4.4 Algorithm Overview

Worker Thread Pseudocode:

worker_function(pool):
    loop forever:
        lock(mutex)

        # Wait for work or shutdown
        while queue_empty AND NOT shutdown:
            cond_wait(work_available, mutex)

        # Check for shutdown
        if shutdown AND queue_empty:
            unlock(mutex)
            return  # Exit thread

        # Dequeue a task
        task = queue[head]
        head = (head + 1) % capacity
        count--
        active_tasks++

        unlock(mutex)

        # Execute task (outside lock!)
        task.function(task.arg)

        # Mark task complete
        lock(mutex)
        active_tasks--
        cond_signal(work_done)  # Wake up anyone waiting on completion
        unlock(mutex)

Submit Pseudocode:

threadpool_submit(pool, function, arg):
    lock(mutex)

    # Check for shutdown or full queue
    if shutdown OR count == capacity:
        unlock(mutex)
        return ERROR

    # Enqueue the task
    queue[tail] = {function, arg}
    tail = (tail + 1) % capacity
    count++

    # Wake up a worker
    cond_signal(work_available)

    unlock(mutex)
    return SUCCESS

Graceful Shutdown Pseudocode:

threadpool_destroy(pool, graceful):
    lock(mutex)

    if graceful:
        shutdown = 1  # Workers will finish queue first
    else:
        shutdown = 2  # Workers will exit immediately

    # Wake up all waiting workers
    cond_broadcast(work_available)

    unlock(mutex)

    # Wait for all workers to exit
    for each thread:
        pthread_join(thread)

    # Free resources
    free(queue)
    free(threads)
    destroy(mutex)
    destroy(work_available)
    destroy(work_done)
    free(pool)

5. Implementation Guide

5.1 Development Environment Setup

# Install required tools
$ sudo apt-get install build-essential valgrind gdb

# Create project structure
$ mkdir threadpool && cd threadpool
$ touch threadpool.h threadpool.c threadpool_demo.c Makefile

# Makefile content
$ cat > Makefile << 'EOF'
CC = gcc
CFLAGS = -Wall -Wextra -Werror -g -O2 -pthread
LDFLAGS = -pthread

all: threadpool_demo

threadpool_demo: threadpool_demo.c threadpool.c threadpool.h
	$(CC) $(CFLAGS) -o $@ threadpool_demo.c threadpool.c $(LDFLAGS)

clean:
	rm -f threadpool_demo *.o

test: threadpool_demo
	./threadpool_demo

valgrind: threadpool_demo
	valgrind --leak-check=full --show-leak-kinds=all ./threadpool_demo

helgrind: threadpool_demo
	valgrind --tool=helgrind ./threadpool_demo

.PHONY: all clean test valgrind helgrind
EOF

5.2 Project Structure

threadpool/
├── threadpool.h        # Public API header
├── threadpool.c        # Implementation
├── threadpool_demo.c   # Demo and tests
├── threadpool_bench.c  # Performance benchmarks (optional)
├── Makefile
└── README.md

5.3 The Core Question You’re Answering

“How do you efficiently reuse threads to handle arbitrary work items while providing a clean API for clients?”

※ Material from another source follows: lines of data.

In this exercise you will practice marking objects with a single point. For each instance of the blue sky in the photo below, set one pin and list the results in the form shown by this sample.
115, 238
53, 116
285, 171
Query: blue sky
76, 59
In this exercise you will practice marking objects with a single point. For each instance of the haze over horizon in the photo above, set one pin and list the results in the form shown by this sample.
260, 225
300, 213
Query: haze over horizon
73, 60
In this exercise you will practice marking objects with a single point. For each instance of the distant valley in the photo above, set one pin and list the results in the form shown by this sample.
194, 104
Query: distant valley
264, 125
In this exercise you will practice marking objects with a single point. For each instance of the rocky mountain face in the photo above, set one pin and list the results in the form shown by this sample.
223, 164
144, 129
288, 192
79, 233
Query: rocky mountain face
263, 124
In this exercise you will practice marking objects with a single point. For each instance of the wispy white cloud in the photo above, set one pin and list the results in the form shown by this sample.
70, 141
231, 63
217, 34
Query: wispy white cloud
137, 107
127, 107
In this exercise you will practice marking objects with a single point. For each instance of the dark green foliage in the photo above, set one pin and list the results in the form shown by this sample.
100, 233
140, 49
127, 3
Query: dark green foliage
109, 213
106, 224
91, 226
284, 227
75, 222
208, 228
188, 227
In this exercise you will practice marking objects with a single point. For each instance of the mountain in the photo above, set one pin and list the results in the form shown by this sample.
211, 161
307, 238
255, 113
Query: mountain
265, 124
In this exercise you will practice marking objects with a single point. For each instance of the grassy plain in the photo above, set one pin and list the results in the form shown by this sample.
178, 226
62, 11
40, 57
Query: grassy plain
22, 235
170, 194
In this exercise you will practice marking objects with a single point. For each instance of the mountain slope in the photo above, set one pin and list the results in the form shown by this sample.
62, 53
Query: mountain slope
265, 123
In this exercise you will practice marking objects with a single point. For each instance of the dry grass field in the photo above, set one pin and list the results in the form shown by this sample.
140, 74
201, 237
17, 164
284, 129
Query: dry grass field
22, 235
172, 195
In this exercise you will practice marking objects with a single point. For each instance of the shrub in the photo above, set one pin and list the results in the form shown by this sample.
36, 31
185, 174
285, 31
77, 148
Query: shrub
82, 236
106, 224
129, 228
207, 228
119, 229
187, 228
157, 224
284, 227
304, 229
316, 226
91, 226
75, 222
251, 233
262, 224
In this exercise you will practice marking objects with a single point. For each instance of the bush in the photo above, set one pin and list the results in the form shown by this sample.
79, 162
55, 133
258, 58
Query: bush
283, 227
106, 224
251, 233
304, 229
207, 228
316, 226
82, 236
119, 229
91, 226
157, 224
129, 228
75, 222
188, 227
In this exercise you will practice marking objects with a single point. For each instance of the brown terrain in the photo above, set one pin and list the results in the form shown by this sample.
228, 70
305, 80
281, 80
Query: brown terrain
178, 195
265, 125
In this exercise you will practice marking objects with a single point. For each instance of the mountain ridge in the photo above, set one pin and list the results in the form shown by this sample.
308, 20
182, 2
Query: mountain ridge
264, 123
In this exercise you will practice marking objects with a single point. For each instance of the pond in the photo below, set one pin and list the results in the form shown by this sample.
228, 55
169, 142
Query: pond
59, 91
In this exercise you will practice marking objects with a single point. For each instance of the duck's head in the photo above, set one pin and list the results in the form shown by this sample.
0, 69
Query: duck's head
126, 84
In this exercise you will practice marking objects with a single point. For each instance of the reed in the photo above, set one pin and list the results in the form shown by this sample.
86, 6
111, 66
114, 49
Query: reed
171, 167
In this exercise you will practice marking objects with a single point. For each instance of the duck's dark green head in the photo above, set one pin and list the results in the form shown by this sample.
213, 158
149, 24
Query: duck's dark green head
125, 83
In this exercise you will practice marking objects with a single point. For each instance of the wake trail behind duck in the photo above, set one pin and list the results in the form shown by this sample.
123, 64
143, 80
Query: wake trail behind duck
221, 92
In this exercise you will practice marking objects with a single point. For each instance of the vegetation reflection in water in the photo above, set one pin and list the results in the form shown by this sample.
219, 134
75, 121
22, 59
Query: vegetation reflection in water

Thread creation is expensive (1-10ms). A thread pool amortizes this cost over many tasks. This pattern underlies nginx, Apache, database connection pools, and virtually every server.

Think about:

How to wake up exactly one waiting worker when work arrives
How to ensure no task is lost or executed twice
How to cleanly shut down when some workers are blocked waiting
How to handle the case where tasks arrive faster than they can be processed

5.4 Concepts You Must Understand First

Before coding, ensure you can answer these questions:

1. Thread Attributes

What is pthread_attr_t and what can you configure with it?
What’s the difference between a detached and joinable thread?
When would you need to set a custom stack size?
Book Reference: “APUE” Ch. 12.3

2. Thread Cancellation

What does pthread_cancel() do?
What are cancellation points?
What are cleanup handlers and why are they needed?
Book Reference: “APUE” Ch. 12.7

3. Thread-Specific Data

What is pthread_key_create() used for?
When would a thread pool need thread-local storage?
Book Reference: “APUE” Ch. 12.6

4. Condition Variable Semantics

Why must you hold the mutex when calling pthread_cond_wait()?
Why use while (condition) instead of if (condition)?
What’s the difference between signal() and broadcast()?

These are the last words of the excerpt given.